Rewriting loops containing `?` as chains of iterators

scottmcm · September 23, 2020, 11:04pm

I totally agree that providing an iterator can be helpful even over a container without a meaningful order. But that's not a situation in which you're saying "On which trait should I bound this generic parameter?", so I don't see that it's relevant here.

Take an example like an ordering predicate you're using to build a heap. Is there ever a reason "to write the elements to a stream" in that case? I can't imagine one. Nor to "fill up some preallocated space" from them.

This isn't "encourage interior mutability", just the opposite. It's like changing self in PartialOrd::partial_cmp: sure, it's possible using interior mutability, but it's obviously discouraged.

jacg · September 24, 2020, 7:44am

Hmm ... if p-values are not useful or accurate enough to be meaningful in this context, then why does criterion, a tool I (and, presumably, many others) implicitly trust by virtue of it's being the de-facto standard for this sort of thing in Rust, prominently display p-values by default?

But even if we ignore the p-values, there's something deeply troubling about the results. Criterion takes tens of millions of iterations per implementation to gather these timings, and produces graphs like this:

hmm

This graph strongly implies that the time taken to execute the sample code, is consistently very close to the gradient of the line shown ...

... and in gathering the points on this graph (almost 60 million iterations), a wide variety of ways of executing the code (in terms of Jim Keller's re-ordering of operations at the processor level) should have contributed to this sample.

Then I run criterion again, and it produces a graph which is essentially identical (points very tightly hugging a straight line) except that the gradient of the line has changed by 20%.

This, suggests that at around 12:34 pm on Tuesday, executing this code consistently takes Ts, but at 12:57pm on the same day, executing the same code consistently takes 1.2Ts (or 0.8Ts).

Put another way, the PDFs for the timings of the same code in subsequent criterion runs, no not overlap! In fact, criterion even produces a plot to this effect:

hmm

If find such consistent inconsistency very puzzling. Something is clearly wrong.
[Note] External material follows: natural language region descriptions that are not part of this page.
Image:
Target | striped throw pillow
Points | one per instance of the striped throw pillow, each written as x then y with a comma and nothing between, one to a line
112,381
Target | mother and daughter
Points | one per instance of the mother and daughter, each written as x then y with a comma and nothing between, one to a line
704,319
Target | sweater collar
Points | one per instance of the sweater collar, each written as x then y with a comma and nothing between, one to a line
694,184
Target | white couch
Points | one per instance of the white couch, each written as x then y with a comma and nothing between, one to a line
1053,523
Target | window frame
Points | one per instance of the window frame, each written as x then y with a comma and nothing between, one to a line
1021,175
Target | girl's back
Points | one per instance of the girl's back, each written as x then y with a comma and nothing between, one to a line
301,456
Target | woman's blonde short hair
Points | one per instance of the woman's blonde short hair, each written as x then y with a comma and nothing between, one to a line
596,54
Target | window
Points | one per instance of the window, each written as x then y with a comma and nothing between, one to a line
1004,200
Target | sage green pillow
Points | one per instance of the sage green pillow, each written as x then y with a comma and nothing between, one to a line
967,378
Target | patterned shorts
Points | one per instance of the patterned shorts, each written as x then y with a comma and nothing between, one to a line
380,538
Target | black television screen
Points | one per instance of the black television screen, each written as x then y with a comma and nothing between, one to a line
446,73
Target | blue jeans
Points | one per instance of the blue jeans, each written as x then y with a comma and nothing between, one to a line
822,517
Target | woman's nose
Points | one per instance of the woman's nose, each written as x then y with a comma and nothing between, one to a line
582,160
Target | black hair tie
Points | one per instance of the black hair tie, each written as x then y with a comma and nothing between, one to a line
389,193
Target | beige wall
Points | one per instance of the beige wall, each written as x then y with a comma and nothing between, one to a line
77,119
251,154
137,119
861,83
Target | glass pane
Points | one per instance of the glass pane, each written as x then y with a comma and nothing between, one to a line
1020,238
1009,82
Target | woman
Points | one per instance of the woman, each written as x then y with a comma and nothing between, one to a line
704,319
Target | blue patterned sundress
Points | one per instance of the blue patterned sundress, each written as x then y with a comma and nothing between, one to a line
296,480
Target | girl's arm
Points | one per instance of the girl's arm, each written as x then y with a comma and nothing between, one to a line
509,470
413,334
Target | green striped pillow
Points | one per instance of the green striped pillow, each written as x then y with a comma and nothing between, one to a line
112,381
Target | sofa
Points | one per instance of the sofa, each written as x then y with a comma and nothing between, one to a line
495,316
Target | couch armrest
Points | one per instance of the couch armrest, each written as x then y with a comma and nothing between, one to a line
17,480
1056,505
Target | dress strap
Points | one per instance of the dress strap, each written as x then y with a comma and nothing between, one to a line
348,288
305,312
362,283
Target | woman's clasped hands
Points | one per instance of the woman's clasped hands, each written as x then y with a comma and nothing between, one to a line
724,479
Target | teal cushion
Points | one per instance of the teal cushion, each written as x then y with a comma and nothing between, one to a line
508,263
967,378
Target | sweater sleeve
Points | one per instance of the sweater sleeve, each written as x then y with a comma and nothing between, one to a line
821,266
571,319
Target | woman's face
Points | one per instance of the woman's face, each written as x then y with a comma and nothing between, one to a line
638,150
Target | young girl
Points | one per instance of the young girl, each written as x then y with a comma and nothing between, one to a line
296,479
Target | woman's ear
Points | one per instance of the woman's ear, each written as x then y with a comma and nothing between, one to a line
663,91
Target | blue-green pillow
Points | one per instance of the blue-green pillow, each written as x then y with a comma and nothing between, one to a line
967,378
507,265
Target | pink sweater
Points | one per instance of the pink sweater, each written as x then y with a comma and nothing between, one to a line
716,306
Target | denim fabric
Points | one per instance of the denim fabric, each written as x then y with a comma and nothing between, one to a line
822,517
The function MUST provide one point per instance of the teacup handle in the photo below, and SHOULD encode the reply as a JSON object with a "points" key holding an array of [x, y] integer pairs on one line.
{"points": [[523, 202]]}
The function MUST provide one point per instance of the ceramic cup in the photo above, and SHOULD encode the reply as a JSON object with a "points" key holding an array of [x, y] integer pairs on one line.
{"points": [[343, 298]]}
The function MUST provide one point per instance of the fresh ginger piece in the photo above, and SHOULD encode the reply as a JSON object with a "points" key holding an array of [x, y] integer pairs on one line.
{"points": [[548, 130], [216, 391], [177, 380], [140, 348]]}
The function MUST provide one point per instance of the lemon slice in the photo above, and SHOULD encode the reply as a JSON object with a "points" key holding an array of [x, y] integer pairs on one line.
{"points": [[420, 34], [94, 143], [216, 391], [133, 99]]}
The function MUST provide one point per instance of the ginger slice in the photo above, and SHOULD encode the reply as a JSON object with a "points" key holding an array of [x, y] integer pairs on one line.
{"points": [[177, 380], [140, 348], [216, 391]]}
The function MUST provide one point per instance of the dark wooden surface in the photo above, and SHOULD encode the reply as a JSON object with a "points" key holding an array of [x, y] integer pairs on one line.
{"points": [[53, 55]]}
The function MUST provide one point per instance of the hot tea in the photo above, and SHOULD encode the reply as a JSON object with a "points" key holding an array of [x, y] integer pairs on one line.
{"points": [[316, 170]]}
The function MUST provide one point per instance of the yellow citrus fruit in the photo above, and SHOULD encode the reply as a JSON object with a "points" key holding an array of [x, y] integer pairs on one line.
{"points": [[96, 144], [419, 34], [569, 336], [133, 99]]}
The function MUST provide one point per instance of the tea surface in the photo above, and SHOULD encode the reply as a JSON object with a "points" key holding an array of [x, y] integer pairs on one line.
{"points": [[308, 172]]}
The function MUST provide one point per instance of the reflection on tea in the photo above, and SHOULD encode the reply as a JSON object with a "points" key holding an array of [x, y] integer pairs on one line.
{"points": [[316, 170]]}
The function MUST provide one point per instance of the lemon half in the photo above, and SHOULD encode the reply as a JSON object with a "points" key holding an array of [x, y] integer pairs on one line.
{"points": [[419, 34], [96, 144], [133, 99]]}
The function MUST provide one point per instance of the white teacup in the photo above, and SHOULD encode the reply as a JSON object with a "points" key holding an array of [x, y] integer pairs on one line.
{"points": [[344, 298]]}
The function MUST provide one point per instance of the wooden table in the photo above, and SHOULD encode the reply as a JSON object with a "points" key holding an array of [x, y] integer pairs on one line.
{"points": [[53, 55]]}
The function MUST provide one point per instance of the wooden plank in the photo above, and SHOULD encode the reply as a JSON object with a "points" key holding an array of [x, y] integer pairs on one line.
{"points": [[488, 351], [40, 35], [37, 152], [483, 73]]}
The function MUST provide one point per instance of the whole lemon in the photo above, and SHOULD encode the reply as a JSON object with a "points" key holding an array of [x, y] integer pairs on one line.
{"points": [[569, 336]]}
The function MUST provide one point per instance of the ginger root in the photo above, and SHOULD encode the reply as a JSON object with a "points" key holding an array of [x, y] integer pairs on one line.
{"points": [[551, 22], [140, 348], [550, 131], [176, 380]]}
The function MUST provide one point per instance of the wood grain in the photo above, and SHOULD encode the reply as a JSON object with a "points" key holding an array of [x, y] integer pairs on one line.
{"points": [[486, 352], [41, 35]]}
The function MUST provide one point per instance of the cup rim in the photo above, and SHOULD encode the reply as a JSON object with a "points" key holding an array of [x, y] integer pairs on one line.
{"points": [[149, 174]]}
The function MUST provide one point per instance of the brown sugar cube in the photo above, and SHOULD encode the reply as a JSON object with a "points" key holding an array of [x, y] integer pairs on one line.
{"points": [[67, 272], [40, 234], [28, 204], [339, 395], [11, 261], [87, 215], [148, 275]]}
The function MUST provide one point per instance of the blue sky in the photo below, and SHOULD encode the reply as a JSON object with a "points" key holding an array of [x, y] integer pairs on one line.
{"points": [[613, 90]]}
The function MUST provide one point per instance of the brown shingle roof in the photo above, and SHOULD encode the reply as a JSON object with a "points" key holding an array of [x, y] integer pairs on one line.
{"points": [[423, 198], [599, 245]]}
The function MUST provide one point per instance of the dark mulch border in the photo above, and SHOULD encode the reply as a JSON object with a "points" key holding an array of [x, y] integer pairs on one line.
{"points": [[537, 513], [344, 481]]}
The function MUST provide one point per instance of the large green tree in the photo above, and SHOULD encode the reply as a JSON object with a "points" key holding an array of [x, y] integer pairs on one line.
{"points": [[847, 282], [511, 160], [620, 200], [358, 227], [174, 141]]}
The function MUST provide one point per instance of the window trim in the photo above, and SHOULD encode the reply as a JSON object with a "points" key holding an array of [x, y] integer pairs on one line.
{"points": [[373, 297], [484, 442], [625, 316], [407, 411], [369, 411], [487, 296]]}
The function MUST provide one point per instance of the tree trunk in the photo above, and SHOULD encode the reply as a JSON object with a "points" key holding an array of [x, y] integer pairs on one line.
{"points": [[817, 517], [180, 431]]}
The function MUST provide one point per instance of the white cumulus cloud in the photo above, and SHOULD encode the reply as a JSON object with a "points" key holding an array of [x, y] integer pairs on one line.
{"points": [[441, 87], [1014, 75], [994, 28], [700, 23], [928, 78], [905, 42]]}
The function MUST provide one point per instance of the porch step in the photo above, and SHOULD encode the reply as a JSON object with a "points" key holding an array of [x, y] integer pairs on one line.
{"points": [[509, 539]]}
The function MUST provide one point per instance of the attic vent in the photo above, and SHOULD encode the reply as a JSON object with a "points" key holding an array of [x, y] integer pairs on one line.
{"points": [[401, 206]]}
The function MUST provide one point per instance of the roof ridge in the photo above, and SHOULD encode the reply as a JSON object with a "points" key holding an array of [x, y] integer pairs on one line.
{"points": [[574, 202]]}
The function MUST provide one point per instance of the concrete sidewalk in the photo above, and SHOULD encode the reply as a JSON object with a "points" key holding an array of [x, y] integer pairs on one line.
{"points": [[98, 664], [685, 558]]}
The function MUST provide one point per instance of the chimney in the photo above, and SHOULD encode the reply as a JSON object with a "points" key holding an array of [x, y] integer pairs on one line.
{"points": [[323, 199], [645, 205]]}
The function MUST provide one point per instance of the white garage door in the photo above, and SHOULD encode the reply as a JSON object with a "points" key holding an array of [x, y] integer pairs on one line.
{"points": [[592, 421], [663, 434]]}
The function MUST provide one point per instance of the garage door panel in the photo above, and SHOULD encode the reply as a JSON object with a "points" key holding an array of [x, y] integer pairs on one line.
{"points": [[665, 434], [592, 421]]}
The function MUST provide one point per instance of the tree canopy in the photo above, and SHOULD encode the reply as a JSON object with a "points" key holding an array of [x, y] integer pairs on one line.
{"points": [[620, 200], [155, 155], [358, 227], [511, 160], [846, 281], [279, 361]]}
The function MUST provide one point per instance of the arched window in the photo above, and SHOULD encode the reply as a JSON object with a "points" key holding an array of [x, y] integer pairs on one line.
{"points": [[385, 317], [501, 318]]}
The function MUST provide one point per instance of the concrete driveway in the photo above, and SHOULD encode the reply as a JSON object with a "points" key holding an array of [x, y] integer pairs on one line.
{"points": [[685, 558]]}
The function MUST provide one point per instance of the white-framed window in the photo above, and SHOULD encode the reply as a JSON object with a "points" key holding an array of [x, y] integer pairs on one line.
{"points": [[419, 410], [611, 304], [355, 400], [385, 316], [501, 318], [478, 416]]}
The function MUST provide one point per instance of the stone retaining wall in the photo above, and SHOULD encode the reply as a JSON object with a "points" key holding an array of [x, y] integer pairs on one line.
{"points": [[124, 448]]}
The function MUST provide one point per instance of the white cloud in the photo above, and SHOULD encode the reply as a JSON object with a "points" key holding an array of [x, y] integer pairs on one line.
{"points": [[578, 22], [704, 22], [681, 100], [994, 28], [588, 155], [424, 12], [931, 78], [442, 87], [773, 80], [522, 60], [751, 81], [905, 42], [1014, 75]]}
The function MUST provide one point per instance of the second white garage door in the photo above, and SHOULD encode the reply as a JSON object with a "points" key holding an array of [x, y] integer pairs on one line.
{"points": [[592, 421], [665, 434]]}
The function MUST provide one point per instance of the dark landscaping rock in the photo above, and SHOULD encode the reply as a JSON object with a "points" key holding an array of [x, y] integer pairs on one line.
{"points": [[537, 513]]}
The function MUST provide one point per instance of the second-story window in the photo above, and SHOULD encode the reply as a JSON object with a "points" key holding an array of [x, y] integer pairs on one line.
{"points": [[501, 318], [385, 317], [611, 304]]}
If criterion (a tool which supposedly takes statistical fluctuations into account) regularly reports that code which has not changed, has improved or regressed in performance by 20% (p-value = 0.00 when null hypothesis is known to be true), then these reports are worse than useless: they are misleading.

Now, I doubt that criterion is useless: I suspect there's some effect which I'm missing.

alice · September 24, 2020, 7:49am

My guess is that the difference in those two runs is what other things are running on the computer. Maybe you were listening to music on the second run?

H2CO3 · September 24, 2020, 8:04am

Probably because there's nothing better to display there. I'm not saying that the tool or its makers are at fault for displaying P-values, I'm saying that they might not mean anything. And if we're stuck with P-values despite them not being useful in some cases, then tough luck…

Again, I'm not saying that it is useless. At this point I'm feeling like we are nitpicking about definitions. If nothing changed in the code, but two subsequent runs were different, what do you call the phenomenon if not "statistical noise"? Surely statistics can't account for every possible kind of error; it might well be that during one of the runs, another process was hogging your CPU while this didn't happen in the other case.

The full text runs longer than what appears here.